宝玉翻身起来,几步走到贾母身边坐下,却不似往日那边紧贴着,只笑着道:“老太太放心,这一回说是试试手,后头我们说起来,倒容易顺手,未必不能中的。”
王夫人正吩咐瑞哥三人坐下说话,听了这话,她回头嗔道:“你这孩子,只管说话哄人,正经的话倒没了。”

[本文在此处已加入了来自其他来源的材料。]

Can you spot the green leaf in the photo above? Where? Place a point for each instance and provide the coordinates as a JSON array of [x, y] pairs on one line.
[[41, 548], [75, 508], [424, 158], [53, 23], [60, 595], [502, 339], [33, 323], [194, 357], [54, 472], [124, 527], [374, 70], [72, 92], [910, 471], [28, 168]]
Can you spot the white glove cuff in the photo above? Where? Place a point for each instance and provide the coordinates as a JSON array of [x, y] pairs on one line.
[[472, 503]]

薛姨妈等却笑了,因道:“这却未必,宝玉他们几个都是聪敏机灵的,也有运道,他既这么说,自然是有几成把握的。”
至如旁人,自然只有好话。
贾环坐在那边听着,心里一阵咬牙,又有些犹疑:钱槐那里究竟怎么了?说是办妥了事,怎么后头一点声响也无?难道是那厨下的没寻着机会?或是她早就存了两头吃的念头,已是将自己报了上去?
他满心犹疑,却无从说起,只煎熬过满堂欢喜,散了去后,这才打发石禄去寻钱槐,这两日夜里得空,必要过来一趟。

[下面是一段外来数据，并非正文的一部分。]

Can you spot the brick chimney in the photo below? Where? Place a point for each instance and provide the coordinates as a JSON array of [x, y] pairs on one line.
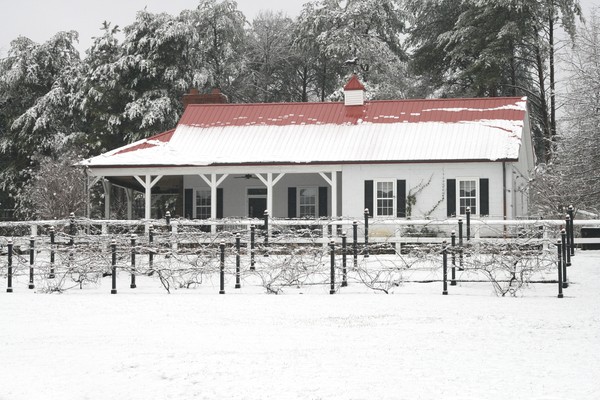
[[194, 97]]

那边宝玉并瑞哥儿散了后,却都与黛玉一道去了潇湘馆说话。
袭人本是满心欢喜,见他如此,正待拦一拦,却被赶上来的平儿拉住,问了两句话,只得眼瞧着人去了。
黛玉三人全然没留意这一处,一面说笑,一面已是到了潇湘馆。那里紫鹃早预备了东西,见宝玉也来了,倒也不吃惊,只又回头吩咐了藕官两句,笑着端上新鲜沏的香茗:“姑娘去了半日不说,二爷并瑞哥儿必也有些倦了,竟先吃两口茶罢。这是官中才送来的新鲜茶叶,味道倒还轻浮。”

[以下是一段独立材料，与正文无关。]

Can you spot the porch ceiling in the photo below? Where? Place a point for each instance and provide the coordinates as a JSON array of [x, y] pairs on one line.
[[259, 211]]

三人答应两句,各自坐下,又打发了旁的小丫头,这才说起正经话来。
先前在贾母跟前,老太太先前辛劳,后头又百般叮嘱,生恐宝玉等受累,自然只有说好话儿的。到了这会儿,黛玉又是爱读书的,也跟着略略读了些经义时文之类的东西,越发能商议商议。
宝玉先说了时文,粗略讲了如何破题,又如何议论,到后头如何结尾,倒是将那试帖诗着实说了一通,连着三首诗俱能记得清楚,且将为何挑拣最后一首的缘故,细细分说明白。
末了,他又道:“妹妹你瞧着如何?”
瑞哥嘴角微微抽了抽,转头去看黛玉,却见她凝神细细想过,笑着道:“这一首尾联最妙,旁的倒还罢了。”
宝玉果然欢喜,凑到黛玉身侧,伸手指指点点一回,又将几个字不好的地方提了,两人坐在那里,一面吃茶,一面推敲了半日,定了其中一个,才忽得回过神来,忙搁下这一件事,重问瑞哥儿。
瑞哥早与紫鹃说了一阵话,见他们询问,也失了先前患得患失的心境,细细将如何审题破题,议论构架,又如何收尾等说尽了。且将后头自己所想的错漏处,也说与两人。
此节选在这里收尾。